DF’s debt/tangible equity fell to 0.4x in 1Q20, from 0.6x in 2019, having received LKR701 million of rights issue subscription funds from its shareholders in March 2020 to meet the LKR2 billion regulatory minimum. We expect Dialog to infuse the balance amount to enable DF to reach the regulatory core capital level of LKR2.5 billion by end-2021. We forecast the company’s leverage to remain stable, as its lending plans are likely to be mostly funded by equity capital rather than debt and deposits.

RATING SENSITIVITIES

Factors that could, individually or collectively, lead to positive rating action/upgrade:

Serendib Finance Limited

A significant increase in Serendib’s strategic importance to its parent through a greater role within the group.

Richard Pieris Finance Limited

An improvement in RICH’s credit profile or RPF becoming strategically important to its parent through a significant increase in RPF’s role.

Dialog Finance PLC

A significant increase in DF’s strategic importance to its parent through a greater role within the Dialog group.

Factors that could, individually or collectively, lead to negative rating action/downgrade:

Serendib Finance Limited

Weakening links with the parent or a downgrade of CB’s National Long-Term Rating.

Richard Pieris Finance Limited

If RICH’s ability to support RPF were to decline in Fitch’s view.
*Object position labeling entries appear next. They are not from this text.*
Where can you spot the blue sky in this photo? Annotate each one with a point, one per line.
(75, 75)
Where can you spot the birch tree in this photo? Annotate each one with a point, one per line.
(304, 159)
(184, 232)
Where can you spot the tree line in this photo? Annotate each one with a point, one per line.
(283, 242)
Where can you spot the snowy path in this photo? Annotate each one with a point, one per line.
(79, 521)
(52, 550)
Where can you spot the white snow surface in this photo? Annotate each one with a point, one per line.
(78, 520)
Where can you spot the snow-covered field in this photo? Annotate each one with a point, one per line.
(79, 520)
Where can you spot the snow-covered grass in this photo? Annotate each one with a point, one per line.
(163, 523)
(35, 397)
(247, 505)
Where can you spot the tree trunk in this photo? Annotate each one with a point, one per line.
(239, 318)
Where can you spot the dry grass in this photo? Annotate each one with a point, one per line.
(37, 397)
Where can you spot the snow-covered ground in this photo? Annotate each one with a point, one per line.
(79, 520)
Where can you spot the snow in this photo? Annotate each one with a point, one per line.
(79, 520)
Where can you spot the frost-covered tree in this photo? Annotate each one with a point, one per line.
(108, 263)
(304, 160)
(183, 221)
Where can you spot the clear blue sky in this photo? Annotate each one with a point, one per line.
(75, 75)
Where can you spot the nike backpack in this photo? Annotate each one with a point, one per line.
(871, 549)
This may occur if RICH’s credit profile were to weaken in Fitch’s assessment or if RPF’s size relative to that of its parent were to place greater constraints on RICH’s ability to support its subsidiary. Any perceived weakening in RICH’s propensity to support RPF could also be negative for RPF’s rating. This could arise from weakening links with the parent that result in wider notching and may be in the form of a significant decline in parental control or weak performance at RPF that raises questions over the business’s attraction for the parent over the long term.

Dialog Finance PLC

If Dialog’s ability to support DF were to weaken, as signalled through a downgrade of Dialog’s National Long-Term Rating; but we believe such a scenario is unlikely to occur in the medium term. Any perceived weakening in Dialog’s propensity to support DF could also be negative for DF’s rating. This could arise from weakening links with the parent that result in wider notching and may be in the form of a meaningful reduction in parental control or influence and/or a lower importance to the group in terms of its role in supporting broader group objectives.
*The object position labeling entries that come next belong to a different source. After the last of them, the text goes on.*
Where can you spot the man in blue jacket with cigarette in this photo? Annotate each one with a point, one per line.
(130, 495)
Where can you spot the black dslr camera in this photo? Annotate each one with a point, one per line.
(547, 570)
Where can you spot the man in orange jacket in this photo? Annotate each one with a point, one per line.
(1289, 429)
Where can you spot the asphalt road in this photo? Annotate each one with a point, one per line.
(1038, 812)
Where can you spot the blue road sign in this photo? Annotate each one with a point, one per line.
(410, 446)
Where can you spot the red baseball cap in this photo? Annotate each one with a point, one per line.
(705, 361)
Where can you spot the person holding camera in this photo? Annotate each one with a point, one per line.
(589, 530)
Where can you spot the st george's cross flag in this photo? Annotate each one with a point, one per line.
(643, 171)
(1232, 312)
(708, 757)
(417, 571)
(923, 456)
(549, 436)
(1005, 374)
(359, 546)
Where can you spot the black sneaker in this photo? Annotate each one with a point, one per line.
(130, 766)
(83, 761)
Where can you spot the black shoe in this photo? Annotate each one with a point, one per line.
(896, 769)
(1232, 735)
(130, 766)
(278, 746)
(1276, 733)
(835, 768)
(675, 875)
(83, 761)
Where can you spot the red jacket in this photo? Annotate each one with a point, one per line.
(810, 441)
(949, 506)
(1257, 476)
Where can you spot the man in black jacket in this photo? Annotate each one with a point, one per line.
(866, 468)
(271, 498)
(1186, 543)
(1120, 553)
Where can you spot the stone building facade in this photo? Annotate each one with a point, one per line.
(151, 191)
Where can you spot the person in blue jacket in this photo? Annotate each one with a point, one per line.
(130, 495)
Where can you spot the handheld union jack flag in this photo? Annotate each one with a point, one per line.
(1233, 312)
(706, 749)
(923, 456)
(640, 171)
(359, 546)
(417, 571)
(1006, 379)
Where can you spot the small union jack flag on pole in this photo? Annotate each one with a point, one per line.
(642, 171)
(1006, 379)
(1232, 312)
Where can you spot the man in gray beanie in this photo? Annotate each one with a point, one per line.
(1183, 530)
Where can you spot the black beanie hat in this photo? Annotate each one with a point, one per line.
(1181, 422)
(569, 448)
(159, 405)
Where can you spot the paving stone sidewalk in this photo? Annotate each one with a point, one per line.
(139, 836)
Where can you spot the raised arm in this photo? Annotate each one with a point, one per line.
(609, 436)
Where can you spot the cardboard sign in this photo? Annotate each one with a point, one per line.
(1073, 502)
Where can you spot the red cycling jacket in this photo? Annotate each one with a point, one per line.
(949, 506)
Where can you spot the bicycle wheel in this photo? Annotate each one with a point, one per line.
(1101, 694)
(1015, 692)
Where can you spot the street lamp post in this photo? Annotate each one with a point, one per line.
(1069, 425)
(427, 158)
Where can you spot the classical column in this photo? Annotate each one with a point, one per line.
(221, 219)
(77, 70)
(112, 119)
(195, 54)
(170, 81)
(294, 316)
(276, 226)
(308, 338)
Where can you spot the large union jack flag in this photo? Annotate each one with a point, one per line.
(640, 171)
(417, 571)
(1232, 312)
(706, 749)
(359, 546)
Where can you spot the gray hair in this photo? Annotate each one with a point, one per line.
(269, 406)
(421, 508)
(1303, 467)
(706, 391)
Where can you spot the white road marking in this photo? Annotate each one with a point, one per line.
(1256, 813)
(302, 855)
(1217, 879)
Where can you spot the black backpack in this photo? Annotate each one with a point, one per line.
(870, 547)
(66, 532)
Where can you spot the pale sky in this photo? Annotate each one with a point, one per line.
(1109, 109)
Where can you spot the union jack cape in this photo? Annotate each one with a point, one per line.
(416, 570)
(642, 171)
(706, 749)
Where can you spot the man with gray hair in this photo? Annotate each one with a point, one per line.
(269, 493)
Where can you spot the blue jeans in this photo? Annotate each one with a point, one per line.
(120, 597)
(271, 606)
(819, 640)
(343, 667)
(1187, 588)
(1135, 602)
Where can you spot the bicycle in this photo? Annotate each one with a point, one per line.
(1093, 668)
BEST/WORST CASE RATING SCENARIO

International scale credit ratings of Financial Institutions issuers have a best-case rating upgrade scenario (defined as the 99th percentile of rating transitions, measured in a positive direction) of three notches over a three-year rating horizon; and a worst-case rating downgrade scenario (defined as the 99th percentile of rating transitions, measured in a negative direction) of four notches over three years. The complete span of best- and worst-case scenario credit ratings for all rating categories ranges from ‘AAA’ to ‘D’. Best- and worst-case scenario credit ratings are based on historical performance. For more information about the methodology used to determine sector-specific best- and worst-case scenario credit ratings, visit https://www.fitchratings.com/site/re/10111579.

REFERENCES FOR SUBSTANTIALLY MATERIAL SOURCE CITED AS KEY DRIVER OF RATING

The principal sources of information used in the analysis are described in the Applicable Criteria.

PUBLIC RATINGS WITH CREDIT LINKAGE TO OTHER RATINGS

Ratings of Serendib, RPF and DF are driven by their parents’ ratings.